I have an external table in Hive(2.1.1) which has the data stored as ORC file. Now, I want to read this ORC file from Mapper class using ORCInputFormat class. I have added these dependencies in maven for ORC along with other required jars(hadoop and hive) for running the MapReduce application. The hadoop version is 2.7.3
<dependency> <groupId>org.apache.orc</groupId> <artifactId>orc-mapreduce</artifactId> <version>1.2.3</version> </dependency>
<dependency> <groupId>org.apache.orc</groupId> <artifactId>orc-core</artifactId> <version>1.2.3</version> </dependency>
While running the job, I am getting this error:
FATAL [main] org.apache.hadoop.mapred.YarnChild: Error running child : java.lang.NoClassDefFoundError: org/apache/hadoop/hive/common/io/DiskRange at org.apache.orc.OrcFile.createReader(OrcFile.java:227)

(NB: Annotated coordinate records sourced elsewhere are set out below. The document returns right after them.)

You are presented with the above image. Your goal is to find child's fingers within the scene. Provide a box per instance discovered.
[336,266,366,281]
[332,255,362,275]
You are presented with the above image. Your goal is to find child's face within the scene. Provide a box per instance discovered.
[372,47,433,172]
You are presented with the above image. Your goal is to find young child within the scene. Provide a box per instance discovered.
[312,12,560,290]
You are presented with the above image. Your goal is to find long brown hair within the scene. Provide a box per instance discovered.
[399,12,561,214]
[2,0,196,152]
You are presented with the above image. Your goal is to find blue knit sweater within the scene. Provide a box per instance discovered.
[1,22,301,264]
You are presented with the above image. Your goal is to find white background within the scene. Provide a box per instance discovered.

I searched through Hive javadocs and found out that this class has to be in hive-common-2.1.1.jar. On extracting, I found out that this is not present over there, although API docs shows that it is a concrete class. Please help guys. Thanks a lot
It is done. Was referring wrong jar. The correct one is hive-exec-2.1.1.jar. The data coming out from MapReduce is correct.